Report on St. Helens (United States) — 9 February-15 February 2011
Smithsonian / US Geological Survey Weekly Volcanic Activity Report,
9 February-15 February 2011
Managing Editor: Sally Kuhn Sennert
Please cite this report as:
Global Volcanism Program, 2011. Report on St. Helens (United States). In: Sennert, S K (ed.), Weekly Volcanic Activity Report, 9 February-15 February 2011. Smithsonian Institution and US Geological Survey.
46.2°N, 122.18°W; summit elev. 2549 m
All times are local (unless otherwise noted)
CVO reported that on 14 February a M 4.3 earthquake near Mount St. Helens, felt widely throughout SW Washington and NW Oregon, was followed over the next few hours by several aftershocks up to M 2.8. The three largest aftershocks were also felt. All of the earthquakes were located about 8 km N of the crater, near the Johnston Ridge Observatory, at depths of about 4-6 km. CVO also noted that a previous earthquake swarm had occurred in the same area on 29 January. The Volcano Alert Level remained at Normal and the Aviation Color Code remained at Green.

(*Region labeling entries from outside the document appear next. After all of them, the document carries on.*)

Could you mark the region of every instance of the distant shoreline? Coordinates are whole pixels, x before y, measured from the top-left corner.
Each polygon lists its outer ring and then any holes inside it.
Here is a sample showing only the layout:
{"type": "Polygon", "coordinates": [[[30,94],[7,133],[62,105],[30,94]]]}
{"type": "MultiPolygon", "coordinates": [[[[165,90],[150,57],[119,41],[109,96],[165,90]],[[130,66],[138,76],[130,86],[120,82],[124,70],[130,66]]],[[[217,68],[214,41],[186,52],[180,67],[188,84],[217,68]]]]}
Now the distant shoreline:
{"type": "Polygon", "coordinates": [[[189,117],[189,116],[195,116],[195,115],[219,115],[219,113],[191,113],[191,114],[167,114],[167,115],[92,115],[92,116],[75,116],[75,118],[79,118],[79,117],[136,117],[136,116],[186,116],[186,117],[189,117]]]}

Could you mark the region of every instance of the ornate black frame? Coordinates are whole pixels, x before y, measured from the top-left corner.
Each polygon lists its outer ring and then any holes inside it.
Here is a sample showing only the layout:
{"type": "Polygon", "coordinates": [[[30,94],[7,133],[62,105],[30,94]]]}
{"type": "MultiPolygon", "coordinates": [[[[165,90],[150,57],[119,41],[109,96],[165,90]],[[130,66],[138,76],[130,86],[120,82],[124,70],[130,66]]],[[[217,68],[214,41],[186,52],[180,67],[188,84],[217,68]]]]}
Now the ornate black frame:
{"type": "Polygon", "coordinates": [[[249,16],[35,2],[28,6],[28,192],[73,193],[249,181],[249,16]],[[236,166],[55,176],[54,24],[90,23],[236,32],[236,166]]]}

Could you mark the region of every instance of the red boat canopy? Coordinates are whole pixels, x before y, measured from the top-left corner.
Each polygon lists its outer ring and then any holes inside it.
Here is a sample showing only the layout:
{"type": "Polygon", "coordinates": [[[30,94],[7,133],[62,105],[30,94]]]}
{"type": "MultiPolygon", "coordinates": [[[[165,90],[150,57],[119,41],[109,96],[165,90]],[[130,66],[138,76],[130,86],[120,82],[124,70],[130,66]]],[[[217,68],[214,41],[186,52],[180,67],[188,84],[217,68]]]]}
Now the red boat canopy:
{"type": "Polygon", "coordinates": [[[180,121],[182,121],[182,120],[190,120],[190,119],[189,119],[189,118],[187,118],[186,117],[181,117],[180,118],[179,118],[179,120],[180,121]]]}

Geological Summary. Prior to 1980, Mount St. Helens formed a conical, youthful volcano sometimes known as the Fujisan of America. During the 1980 eruption the upper 400 m of the summit was removed by slope failure, leaving a 2 x 3.5 km horseshoe-shaped crater now partially filled by a lava dome. Mount St. Helens was formed during nine eruptive periods beginning about 40-50,000 years ago and has been the most active volcano in the Cascade Range during the Holocene. Prior to 2,200 years ago, tephra, lava domes, and pyroclastic flows were erupted, forming the older edifice, but few lava flows extended beyond the base of the volcano. The modern edifice consists of basaltic as well as andesitic and dacitic products from summit and flank vents. Historical eruptions in the 19th century originated from the Goat Rocks area on the north flank, and were witnessed by early settlers.